Eagle and Crane: A Novel. Suzanne Rindell. Penguin Publishing Group. July 2018. 448 pp. ISBN#: 9780399184291.
Haruto (Harry) Yamada and Louis Thorn grew up side by side on California farmlands. At one time their lands had been joined and owned by the Thorn family. But to Louis’ father and brothers’ lifelong chagrin, the father had gambled too much in a drunken stupor one night and lost the most valuable west side of his property to the Yamada family. Not a good loser, he bore a grudge against the Yamadas that grew with the telling into fantastic hate and determination to get back at them for “tricking” the Thorn family out of their property.
When we meet Harry and Louis, they have spent years apart and are now barely on speaking terms, sad because they had been childhood companions and friends for a long time, until Louis heard enough of the conflict to turn him against the “Jap” Harry. Now they are to slowly become united as they are snagged into flying “barnstorming” and daredevil deed exhibitions planned by Earl, a con man who originally sold a “cure all tonic.” Ava and her mother Chloe work for Earl and Ava becomes a new source of contention between Harry and Louis. Later on, that romantic triangle becomes the focus of a mystery.
WWII arrives with the bombing of Pearl Harbor, and the flight business (which is vividly described quite enjoyably) collapses as all Japanese and Japanese-Americans are interned in camps for the duration of the war. The mystery begins when Harry and someone else in his family escape the camp and supposedly take up one of the bi-planes and crash it spectacularly with no seeming effort to save themselves. Murder? Suicide? It’s up to the local sheriff and FBI Agent Bonner to figure that one out!

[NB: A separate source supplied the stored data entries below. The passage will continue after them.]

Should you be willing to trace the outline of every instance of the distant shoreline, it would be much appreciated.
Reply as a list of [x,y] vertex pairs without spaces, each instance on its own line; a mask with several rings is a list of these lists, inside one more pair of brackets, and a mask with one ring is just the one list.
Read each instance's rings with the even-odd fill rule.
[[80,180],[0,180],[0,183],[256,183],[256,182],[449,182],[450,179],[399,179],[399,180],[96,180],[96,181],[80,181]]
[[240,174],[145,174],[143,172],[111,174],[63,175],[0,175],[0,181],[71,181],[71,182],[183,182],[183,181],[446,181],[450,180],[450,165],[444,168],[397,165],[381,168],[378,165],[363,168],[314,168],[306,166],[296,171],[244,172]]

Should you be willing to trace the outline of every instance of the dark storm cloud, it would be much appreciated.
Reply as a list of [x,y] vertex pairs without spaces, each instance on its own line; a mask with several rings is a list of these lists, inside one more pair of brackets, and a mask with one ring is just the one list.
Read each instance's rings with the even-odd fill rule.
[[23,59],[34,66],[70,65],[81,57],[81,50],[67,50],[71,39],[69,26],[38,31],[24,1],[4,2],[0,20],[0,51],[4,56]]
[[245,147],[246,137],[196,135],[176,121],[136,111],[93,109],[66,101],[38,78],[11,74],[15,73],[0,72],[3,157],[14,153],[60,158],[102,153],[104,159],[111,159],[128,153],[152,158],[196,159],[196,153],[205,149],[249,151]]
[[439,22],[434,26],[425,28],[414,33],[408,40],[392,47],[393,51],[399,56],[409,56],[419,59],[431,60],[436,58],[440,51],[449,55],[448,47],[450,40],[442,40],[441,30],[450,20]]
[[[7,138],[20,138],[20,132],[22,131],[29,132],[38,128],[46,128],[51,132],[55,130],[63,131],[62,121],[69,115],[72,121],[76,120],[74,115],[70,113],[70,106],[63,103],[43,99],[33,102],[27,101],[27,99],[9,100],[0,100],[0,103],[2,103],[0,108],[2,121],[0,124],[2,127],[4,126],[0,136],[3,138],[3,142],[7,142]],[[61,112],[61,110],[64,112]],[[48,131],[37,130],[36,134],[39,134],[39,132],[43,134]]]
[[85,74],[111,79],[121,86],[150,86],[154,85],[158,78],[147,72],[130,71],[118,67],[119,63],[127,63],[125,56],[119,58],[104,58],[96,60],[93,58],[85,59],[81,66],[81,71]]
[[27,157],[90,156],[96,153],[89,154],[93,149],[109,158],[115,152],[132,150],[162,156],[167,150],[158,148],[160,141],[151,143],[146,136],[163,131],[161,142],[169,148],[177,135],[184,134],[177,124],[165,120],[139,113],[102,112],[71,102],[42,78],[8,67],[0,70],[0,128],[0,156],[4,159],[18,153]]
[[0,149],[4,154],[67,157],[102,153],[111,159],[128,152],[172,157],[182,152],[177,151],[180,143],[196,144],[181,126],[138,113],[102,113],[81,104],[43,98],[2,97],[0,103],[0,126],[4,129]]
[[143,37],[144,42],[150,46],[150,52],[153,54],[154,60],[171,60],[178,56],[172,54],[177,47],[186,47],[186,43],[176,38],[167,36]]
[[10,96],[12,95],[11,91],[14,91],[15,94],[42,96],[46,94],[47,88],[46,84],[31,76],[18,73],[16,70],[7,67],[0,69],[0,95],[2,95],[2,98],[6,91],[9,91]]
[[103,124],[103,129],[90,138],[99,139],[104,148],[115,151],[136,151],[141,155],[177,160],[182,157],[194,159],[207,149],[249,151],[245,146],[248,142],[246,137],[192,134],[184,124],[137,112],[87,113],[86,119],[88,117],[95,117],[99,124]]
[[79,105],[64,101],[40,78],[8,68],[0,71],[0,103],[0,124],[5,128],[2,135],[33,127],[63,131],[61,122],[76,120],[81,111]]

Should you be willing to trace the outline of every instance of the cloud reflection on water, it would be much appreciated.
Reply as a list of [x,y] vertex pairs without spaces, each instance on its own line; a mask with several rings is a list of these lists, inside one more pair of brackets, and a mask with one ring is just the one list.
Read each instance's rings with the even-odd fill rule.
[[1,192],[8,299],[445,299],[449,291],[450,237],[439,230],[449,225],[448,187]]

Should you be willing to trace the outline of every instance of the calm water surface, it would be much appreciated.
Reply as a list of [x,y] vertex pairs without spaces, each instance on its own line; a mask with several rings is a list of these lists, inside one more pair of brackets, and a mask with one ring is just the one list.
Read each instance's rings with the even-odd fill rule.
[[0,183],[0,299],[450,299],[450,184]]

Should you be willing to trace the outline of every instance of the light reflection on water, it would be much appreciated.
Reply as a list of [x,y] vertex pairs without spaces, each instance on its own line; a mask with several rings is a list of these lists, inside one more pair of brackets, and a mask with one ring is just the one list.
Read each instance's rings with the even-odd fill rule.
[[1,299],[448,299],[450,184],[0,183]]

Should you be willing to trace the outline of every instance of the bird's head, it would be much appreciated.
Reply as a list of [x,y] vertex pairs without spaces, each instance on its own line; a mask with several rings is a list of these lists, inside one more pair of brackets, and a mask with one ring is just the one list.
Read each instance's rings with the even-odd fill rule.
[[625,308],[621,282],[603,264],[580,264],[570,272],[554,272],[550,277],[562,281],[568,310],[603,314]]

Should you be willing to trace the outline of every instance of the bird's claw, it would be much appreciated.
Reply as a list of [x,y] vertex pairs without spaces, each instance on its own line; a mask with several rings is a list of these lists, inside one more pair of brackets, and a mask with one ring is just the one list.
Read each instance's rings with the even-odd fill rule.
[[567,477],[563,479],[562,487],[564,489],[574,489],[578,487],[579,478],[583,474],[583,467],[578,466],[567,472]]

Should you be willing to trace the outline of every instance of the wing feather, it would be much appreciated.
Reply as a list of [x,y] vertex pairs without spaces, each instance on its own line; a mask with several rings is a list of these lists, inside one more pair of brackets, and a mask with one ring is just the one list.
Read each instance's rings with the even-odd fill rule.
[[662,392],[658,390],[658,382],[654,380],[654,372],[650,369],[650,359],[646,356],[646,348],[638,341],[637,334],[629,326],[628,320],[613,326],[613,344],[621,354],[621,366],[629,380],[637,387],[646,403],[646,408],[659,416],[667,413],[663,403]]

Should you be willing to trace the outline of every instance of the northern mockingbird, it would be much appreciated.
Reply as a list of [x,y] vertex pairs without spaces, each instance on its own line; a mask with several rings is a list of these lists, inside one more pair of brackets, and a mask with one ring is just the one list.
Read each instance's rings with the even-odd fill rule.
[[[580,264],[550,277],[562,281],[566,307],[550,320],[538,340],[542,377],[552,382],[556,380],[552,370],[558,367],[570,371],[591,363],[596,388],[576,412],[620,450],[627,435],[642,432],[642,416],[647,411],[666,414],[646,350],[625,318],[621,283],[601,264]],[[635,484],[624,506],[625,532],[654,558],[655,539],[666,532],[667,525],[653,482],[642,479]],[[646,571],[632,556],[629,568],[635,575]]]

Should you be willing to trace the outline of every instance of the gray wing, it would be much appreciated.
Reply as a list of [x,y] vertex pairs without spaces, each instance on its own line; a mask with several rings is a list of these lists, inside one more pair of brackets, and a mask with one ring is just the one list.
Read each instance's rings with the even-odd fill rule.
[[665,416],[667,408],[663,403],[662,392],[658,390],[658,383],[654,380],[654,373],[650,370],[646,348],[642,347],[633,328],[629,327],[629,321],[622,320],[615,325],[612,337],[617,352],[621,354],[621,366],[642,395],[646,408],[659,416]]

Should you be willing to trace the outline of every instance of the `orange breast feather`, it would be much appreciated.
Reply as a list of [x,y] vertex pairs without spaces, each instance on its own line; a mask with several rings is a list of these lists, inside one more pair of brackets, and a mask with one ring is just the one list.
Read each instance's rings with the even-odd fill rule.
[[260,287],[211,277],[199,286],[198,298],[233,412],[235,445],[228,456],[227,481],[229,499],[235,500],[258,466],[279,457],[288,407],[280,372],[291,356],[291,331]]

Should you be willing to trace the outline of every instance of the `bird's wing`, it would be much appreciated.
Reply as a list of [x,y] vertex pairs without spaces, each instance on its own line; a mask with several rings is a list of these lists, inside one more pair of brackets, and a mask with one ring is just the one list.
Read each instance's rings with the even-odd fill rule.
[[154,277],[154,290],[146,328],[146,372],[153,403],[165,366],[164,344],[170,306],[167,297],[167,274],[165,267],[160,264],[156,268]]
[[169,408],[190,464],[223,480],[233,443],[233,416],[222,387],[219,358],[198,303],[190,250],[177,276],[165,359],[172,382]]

The plot and character presentations are intriguing and keep a perfect pace and pitch for any reader to follow. Uncertainty is the prevalent motif of this romance/mystery novel so that the reader feels like he or she is the investigator and/or chronicler of this work of historical fiction. This is a unique perspective of the way WWII changed the lives and attitudes of Americans toward foreigners forever! Something to reflect on in these trying days of similar conflicts!